BY HOWARD CAMPBELL—
Observer senior writer—

Dr Phillip “Phillip T” Thompson—

DR Phillip “Phillip T” Thompson, former lead singer of the Inner Circle band, died in Freeport, Grand Bahama, on August 28 at age 72.

Thompson’s motionless body was discovered near his vehicle at a local shopping plaza. No cause of death was given in the Bahamian press.

While a medical student at The University of the West Indies’ Mona campus in Kingston during the early 1970s, Thompson was a member of Inner Circle. He shared vocal duties with Jacob Miller and Charlie Roberts from Antigua, another medical student.

Thompson recorded several songs with Inner Circle, founded in 1968 by brothers Ian and Roger Lewis. He sang lead on covers of The Hues Corporation’s Rock The Boat and Homely Girl, originally done by The Chi-Lites.
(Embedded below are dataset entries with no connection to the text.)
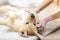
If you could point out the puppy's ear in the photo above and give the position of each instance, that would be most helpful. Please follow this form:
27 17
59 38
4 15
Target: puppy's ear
35 14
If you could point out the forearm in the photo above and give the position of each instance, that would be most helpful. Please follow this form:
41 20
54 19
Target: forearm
44 4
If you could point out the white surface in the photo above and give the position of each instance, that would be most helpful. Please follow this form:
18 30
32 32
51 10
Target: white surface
11 35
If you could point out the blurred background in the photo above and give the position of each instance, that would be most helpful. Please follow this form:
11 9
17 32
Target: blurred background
23 4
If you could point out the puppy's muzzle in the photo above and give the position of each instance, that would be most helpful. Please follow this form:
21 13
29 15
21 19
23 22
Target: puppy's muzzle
32 15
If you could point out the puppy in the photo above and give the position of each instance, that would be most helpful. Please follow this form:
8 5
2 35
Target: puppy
20 20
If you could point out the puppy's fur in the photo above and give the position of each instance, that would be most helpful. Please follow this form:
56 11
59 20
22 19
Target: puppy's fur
19 20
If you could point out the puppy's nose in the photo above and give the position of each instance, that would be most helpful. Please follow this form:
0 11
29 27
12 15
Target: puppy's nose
32 15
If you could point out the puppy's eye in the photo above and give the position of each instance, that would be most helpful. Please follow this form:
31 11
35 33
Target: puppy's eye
34 24
27 22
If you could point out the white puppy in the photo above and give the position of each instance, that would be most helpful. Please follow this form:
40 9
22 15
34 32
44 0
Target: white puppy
20 20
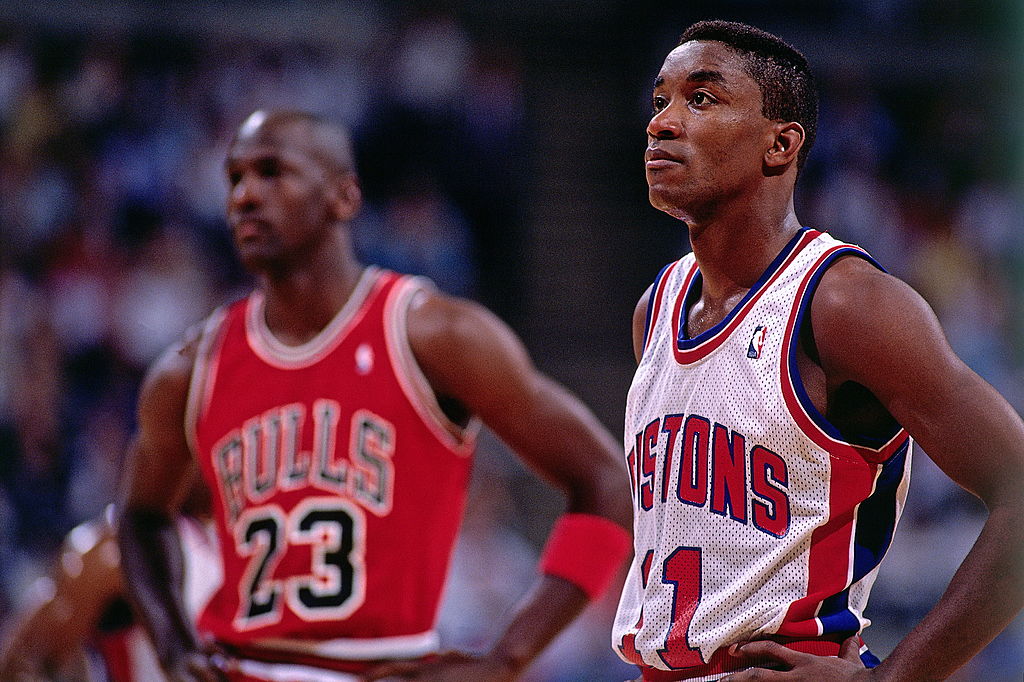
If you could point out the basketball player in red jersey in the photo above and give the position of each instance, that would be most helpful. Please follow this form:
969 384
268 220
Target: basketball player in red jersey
794 372
332 415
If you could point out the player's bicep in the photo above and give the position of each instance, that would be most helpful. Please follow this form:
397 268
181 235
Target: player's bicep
640 324
477 359
875 330
160 467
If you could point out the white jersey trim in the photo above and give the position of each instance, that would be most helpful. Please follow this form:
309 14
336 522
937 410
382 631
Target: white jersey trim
203 376
414 383
401 646
268 348
290 672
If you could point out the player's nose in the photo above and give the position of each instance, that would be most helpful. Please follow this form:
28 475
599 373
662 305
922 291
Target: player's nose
665 124
245 193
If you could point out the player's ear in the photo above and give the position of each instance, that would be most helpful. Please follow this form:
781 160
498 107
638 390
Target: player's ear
785 145
345 197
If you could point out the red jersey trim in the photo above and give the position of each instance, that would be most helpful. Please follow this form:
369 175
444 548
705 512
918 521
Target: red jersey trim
414 383
654 304
269 349
329 652
808 425
688 351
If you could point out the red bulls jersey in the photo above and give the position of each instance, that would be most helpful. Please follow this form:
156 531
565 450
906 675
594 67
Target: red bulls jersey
338 483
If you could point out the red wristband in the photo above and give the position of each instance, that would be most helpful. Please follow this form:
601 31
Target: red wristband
587 550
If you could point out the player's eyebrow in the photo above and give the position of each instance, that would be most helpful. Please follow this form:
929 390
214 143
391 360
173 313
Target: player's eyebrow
699 76
707 76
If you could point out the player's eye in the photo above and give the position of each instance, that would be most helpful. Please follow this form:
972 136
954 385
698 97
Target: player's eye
701 98
268 168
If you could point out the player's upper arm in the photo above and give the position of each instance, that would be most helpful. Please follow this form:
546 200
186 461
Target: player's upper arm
640 323
85 580
875 330
160 468
467 353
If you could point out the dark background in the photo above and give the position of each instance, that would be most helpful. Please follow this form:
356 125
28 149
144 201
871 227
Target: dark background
500 145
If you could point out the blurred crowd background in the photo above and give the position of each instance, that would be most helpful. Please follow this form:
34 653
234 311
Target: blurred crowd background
501 151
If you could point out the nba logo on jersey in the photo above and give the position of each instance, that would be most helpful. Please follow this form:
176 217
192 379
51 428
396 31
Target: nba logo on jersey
757 342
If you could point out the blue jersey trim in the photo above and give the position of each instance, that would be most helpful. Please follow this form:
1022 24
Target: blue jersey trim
804 307
685 343
877 515
876 525
650 302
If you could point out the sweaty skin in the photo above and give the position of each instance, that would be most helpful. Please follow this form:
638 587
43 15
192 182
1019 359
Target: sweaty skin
873 353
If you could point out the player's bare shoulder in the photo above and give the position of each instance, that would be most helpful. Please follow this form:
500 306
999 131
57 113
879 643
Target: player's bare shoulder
174 366
867 323
640 322
165 388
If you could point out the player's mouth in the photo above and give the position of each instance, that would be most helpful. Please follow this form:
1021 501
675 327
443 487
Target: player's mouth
656 159
247 229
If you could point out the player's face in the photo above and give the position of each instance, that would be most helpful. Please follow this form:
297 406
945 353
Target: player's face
276 205
707 138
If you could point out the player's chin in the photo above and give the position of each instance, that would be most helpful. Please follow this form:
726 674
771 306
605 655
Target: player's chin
662 196
256 257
Roberts described Thompson as a “cool guy who did a lot of partying but was very serious about his work. He was a very good surgeon”.

Thompson returned to The Bahamas after graduating from The UWI in 1976 and established himself as one of the country’s leading surgeons and an influential figure in the Grand Bahama Junkanoo movement.
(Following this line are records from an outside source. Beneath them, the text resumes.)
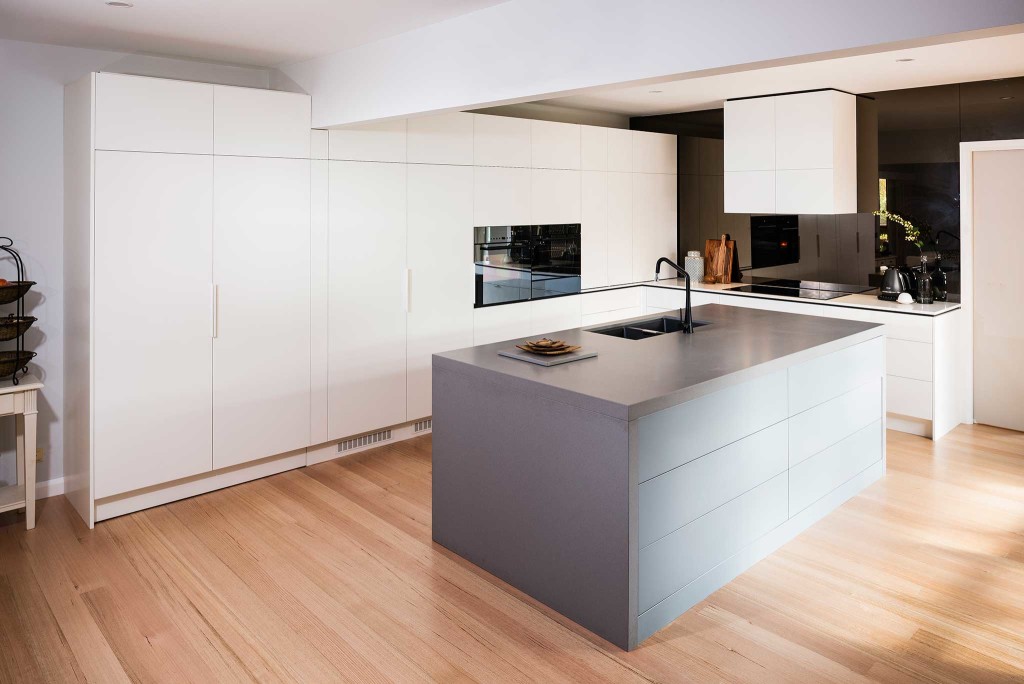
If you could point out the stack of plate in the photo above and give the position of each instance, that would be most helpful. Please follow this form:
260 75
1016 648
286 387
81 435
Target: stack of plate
548 347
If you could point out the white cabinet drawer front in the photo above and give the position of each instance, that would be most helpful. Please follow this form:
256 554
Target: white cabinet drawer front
684 494
908 397
903 327
821 473
137 114
908 359
750 191
702 422
609 300
549 315
251 122
820 427
824 378
674 561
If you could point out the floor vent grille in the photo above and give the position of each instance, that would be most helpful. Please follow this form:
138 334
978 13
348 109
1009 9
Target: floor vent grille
365 440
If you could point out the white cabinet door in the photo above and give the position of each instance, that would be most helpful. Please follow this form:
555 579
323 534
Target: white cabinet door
653 222
554 197
440 306
497 324
594 229
261 266
251 122
501 197
750 191
368 297
594 147
153 318
501 140
620 150
550 315
446 138
806 190
554 145
379 141
653 153
804 130
620 228
750 135
137 114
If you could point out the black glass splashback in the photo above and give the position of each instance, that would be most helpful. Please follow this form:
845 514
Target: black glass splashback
517 263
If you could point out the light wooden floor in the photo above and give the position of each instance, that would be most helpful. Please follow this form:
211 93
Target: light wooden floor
328 573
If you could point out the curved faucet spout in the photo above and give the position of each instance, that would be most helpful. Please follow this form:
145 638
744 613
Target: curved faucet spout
687 315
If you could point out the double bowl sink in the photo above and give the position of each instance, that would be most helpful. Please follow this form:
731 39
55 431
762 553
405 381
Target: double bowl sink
644 330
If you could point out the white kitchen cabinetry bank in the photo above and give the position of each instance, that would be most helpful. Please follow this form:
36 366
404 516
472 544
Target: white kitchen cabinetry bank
794 154
187 289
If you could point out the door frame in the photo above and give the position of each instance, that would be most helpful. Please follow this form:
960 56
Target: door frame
968 151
Peter Adderley, a former Grand Bahama Junkanoo Committee member, said Thompson was “God’s gift to the medical community”.

Roberts, who later joined the group Casual T and was part of the Jamaica football team’s medical staff for the 1998 World Cup campaign, said Thompson was also a big athletics fan who visited Jamaica annually for Boys’ and Girls’ Championships.

Dr Phillip Wellington Thompson is survived by five sons, four daughters, six grandchildren, one sister and a brother, Bishop Gilbert Thompson.